SCIRT Media Statement: Retaining Walls Rebuild Continues In Lyttelton

Good news for residents in Lyttelton’s Cunningham Terrace and Sumner Road: all easement agreements required for retaining wall ground anchors have now been received by SCIRT. Work will begin on Cunningham Terrace the week beginning 27 August. It is expected to take about eight months.

“We are delighted to have this work back on track again,” said Duncan Gibb, SCIRT General Manager. “It’s been a long wait for people at a time when everyone wants certainty.”

Meanwhile, on the east side of the port town, retaining wall work that was stopped on Sumner Road resumes on 20 August. A works notice has gone into letterboxes this week.

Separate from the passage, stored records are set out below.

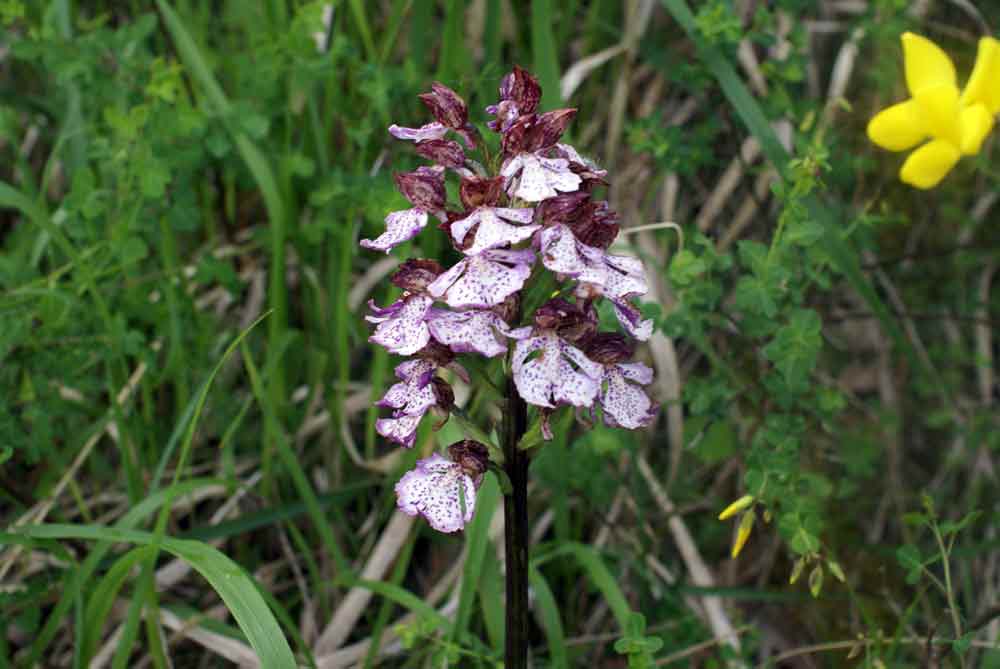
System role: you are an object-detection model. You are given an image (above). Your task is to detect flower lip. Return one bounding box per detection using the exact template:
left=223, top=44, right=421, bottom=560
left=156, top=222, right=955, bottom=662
left=415, top=139, right=465, bottom=170
left=389, top=258, right=444, bottom=294
left=392, top=165, right=448, bottom=214
left=419, top=81, right=469, bottom=130
left=500, top=65, right=542, bottom=114
left=458, top=176, right=504, bottom=209
left=448, top=439, right=490, bottom=480
left=417, top=339, right=455, bottom=367
left=535, top=297, right=597, bottom=344
left=535, top=191, right=590, bottom=225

Preparatory work on both projects was curtailed while easement agreements from all affected land owners were finalised.

The easements for the Christchurch City Council cover the positioning of ground anchors under private properties. Ground anchors are horizontally-drilled steel pins encased in concrete. They provide greatly increased strength to the retaining wall and the road, particularly in the event of any future earthquakes, as well as increased security for residents and road users.

Where ground anchors have been used in the past on Lyttelton’s Dublin Street and Sutton Quay retaining walls, they have stood up extremely well through the earthquakes. Other streets in Lyttelton are also getting rebuilt retaining walls with preparatory work starting in several places.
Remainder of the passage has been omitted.